At a fiery press briefing, Government Spokesperson Felix Kwakye Ofosu dropped a bombshell: President Mahama has not added one cedi to the salaries of presidential staffers. The pay scales, he said, were inherited from the previous NPP administration.
“President Mahama has not set up a committee to determine emoluments for Article 71 officeholders,” Kwakye Ofosu declared. “The salaries and conditions you see today were the terms documented under Akufo-Addo. The NPP propagandists making these false claims know this because they were beneficiaries of those arrangements.”
The controversy erupted after the government presented to Parliament a list of 808 persons working at the Presidency. Of these, only 233 are political appointees (presidential staffers) – a sharp reduction from the 357 political staffers under Akufo-Addo in 2023.
But the opposition NPP quickly pounced on the budget figures. While the number of appointees dropped, the Office of the President’s compensation is projected to more than double from ¢100 million in 2025 to ¢248 million in 2026.
Dennis Miracles Aboagye, a former presidential spokesperson, led the charge. “The current government that the minister told us has only 30 appointees turns out to have 808 of them,” he fumed. “Their cost is three times the cost of all previous governments. What a waste!”

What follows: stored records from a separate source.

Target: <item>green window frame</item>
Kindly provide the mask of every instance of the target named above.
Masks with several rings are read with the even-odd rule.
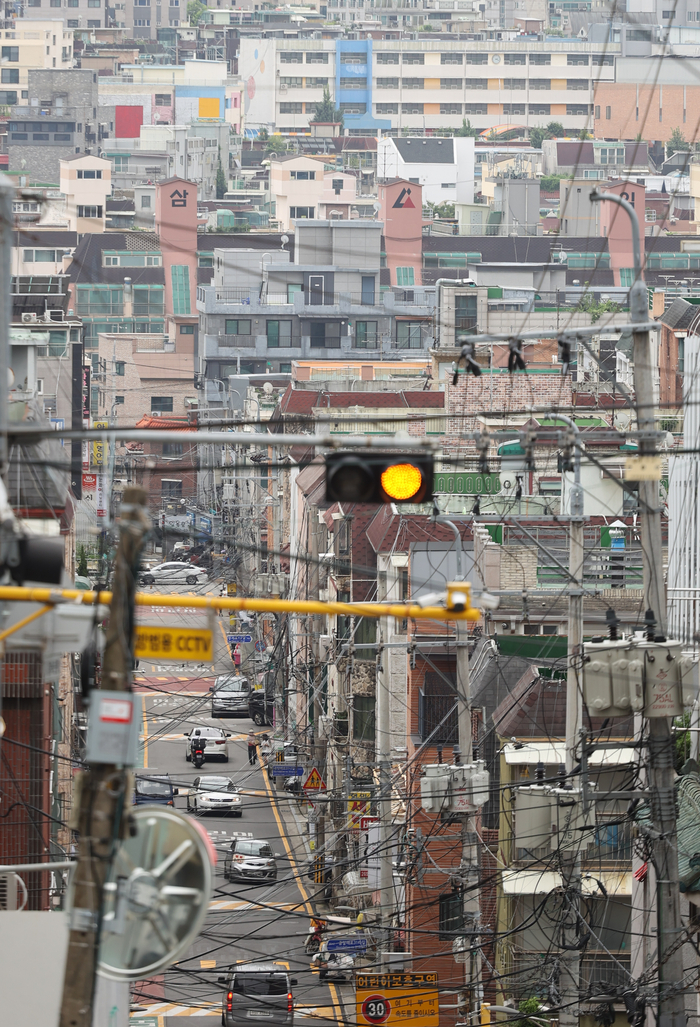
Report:
[[[250,335],[252,321],[241,320],[239,317],[227,317],[224,324],[225,335]]]
[[[78,314],[107,314],[121,316],[124,313],[124,287],[121,285],[78,285]]]
[[[163,314],[164,312],[165,289],[162,285],[134,286],[134,317],[148,317],[151,314]]]
[[[626,289],[631,289],[634,284],[634,268],[632,267],[621,267],[620,268],[620,285]]]
[[[118,378],[123,378],[126,371],[126,363],[123,360],[115,360],[114,373]]]
[[[267,322],[267,348],[284,349],[292,345],[291,321]]]
[[[377,346],[377,321],[355,322],[355,346],[357,349],[375,349]]]
[[[353,741],[374,745],[376,705],[377,701],[373,695],[352,697]]]
[[[421,321],[397,321],[396,342],[402,349],[421,349],[423,324]]]
[[[439,898],[438,937],[449,941],[464,929],[464,899],[461,891],[447,892]]]
[[[151,413],[172,414],[172,396],[151,396]]]
[[[173,264],[170,268],[173,290],[173,314],[191,314],[189,264]]]
[[[397,285],[415,285],[415,273],[412,267],[397,267],[396,268],[396,284]]]

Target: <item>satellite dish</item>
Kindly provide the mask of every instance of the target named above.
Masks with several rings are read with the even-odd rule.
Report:
[[[263,392],[265,393],[266,396],[271,395],[272,388],[273,388],[272,382],[265,382],[265,384],[263,385]]]
[[[204,830],[162,806],[131,811],[133,837],[117,848],[102,907],[99,972],[140,981],[174,963],[199,934],[216,853]]]

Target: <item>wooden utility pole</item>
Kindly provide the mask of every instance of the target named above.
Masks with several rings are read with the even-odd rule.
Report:
[[[101,687],[130,692],[133,665],[134,594],[144,539],[151,521],[148,493],[124,490],[112,604],[102,664]],[[74,825],[79,832],[68,956],[60,1027],[91,1027],[100,943],[102,893],[117,841],[123,837],[128,769],[94,764],[76,778]]]

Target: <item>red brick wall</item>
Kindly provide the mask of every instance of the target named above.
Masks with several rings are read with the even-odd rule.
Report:
[[[596,139],[635,139],[641,132],[645,139],[668,142],[674,128],[680,128],[687,138],[692,138],[700,86],[599,82],[594,103],[595,113],[600,113],[593,122]],[[608,107],[609,118],[606,116]]]
[[[683,375],[678,373],[678,339],[673,329],[661,326],[659,342],[659,407],[671,416],[683,402]]]

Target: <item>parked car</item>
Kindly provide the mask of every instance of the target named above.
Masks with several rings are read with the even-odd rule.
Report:
[[[146,802],[155,802],[160,806],[173,806],[173,799],[178,794],[173,788],[168,774],[154,774],[149,777],[136,776],[134,780],[134,806]]]
[[[275,856],[269,842],[234,838],[224,860],[224,877],[229,881],[276,881]]]
[[[202,774],[192,782],[187,796],[188,813],[231,813],[234,817],[243,815],[240,789],[230,777],[216,774]]]
[[[231,737],[230,731],[223,731],[220,727],[195,727],[191,731],[185,731],[185,759],[189,763],[192,760],[192,739],[199,738],[204,742],[205,760],[215,759],[228,763],[228,742]]]
[[[297,983],[281,963],[239,963],[233,973],[219,977],[226,988],[221,1007],[224,1027],[270,1020],[275,1027],[292,1027]]]
[[[265,688],[255,688],[248,696],[248,716],[258,727],[272,725],[274,696]]]
[[[170,563],[158,563],[149,571],[141,572],[142,585],[201,585],[208,581],[209,575],[203,567],[195,567],[191,563],[173,560]]]
[[[222,674],[211,688],[212,717],[247,717],[249,696],[248,678],[241,674]]]

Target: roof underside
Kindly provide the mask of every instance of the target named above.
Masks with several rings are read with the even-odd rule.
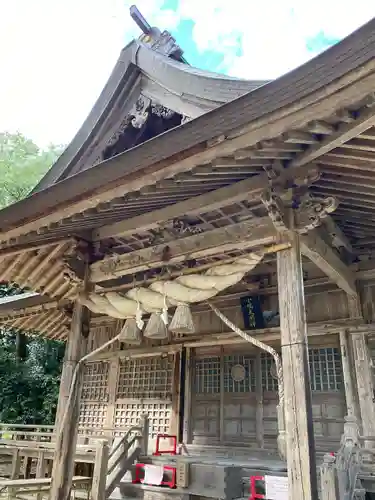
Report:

PK Sarpong, another outspoken NPP figure, turned the knife on Kwakye Ofosu’s past statements. He reminded the minister that when the NPP was in power, the then opposition NDP had lumped all Jubilee House workers together as “presidential staffers” to inflate the numbers.
“Felix Kwakye Ofosu, you see your life?” Sarpong taunted. “Under Akufo-Addo, you said 1,000 people were working at the Presidency as presidential staffers. Today, you announce that 808 people work there but only 233 are presidential staffers. You are a dishonest character!”
Kwakye Ofosu, however, stood his ground. He invoked Article 71 of the Constitution, which requires a presidential committee to fix emoluments for top state officials – including ministers, presidential staffers, and other political appointees.
“For the avoidance of doubt, President Mahama has not set up any such committee,” he repeated. “So how can anyone claim he has increased salaries?”
The minister’s message was clear: the NPP is campaigning against a wage bill that its own government created.
President Mahama reduced political appointees from 357 to 233 – a cut of 124 positions. But the salary structure for those remaining is exactly what the Akufo-Addo administration left behind.
Whether the presidency’s total compensation bill has ballooned due to other factors (such as civil servant salaries or benefits) remains unclear. But the government insists that no political appointee has received a pay rise under Mahama.
For now, the NPP is crying hypocrisy. The government is crying amnesia.
As one political observer put it: “In Ghana’s budget wars, the past always comes back to haunt the present.”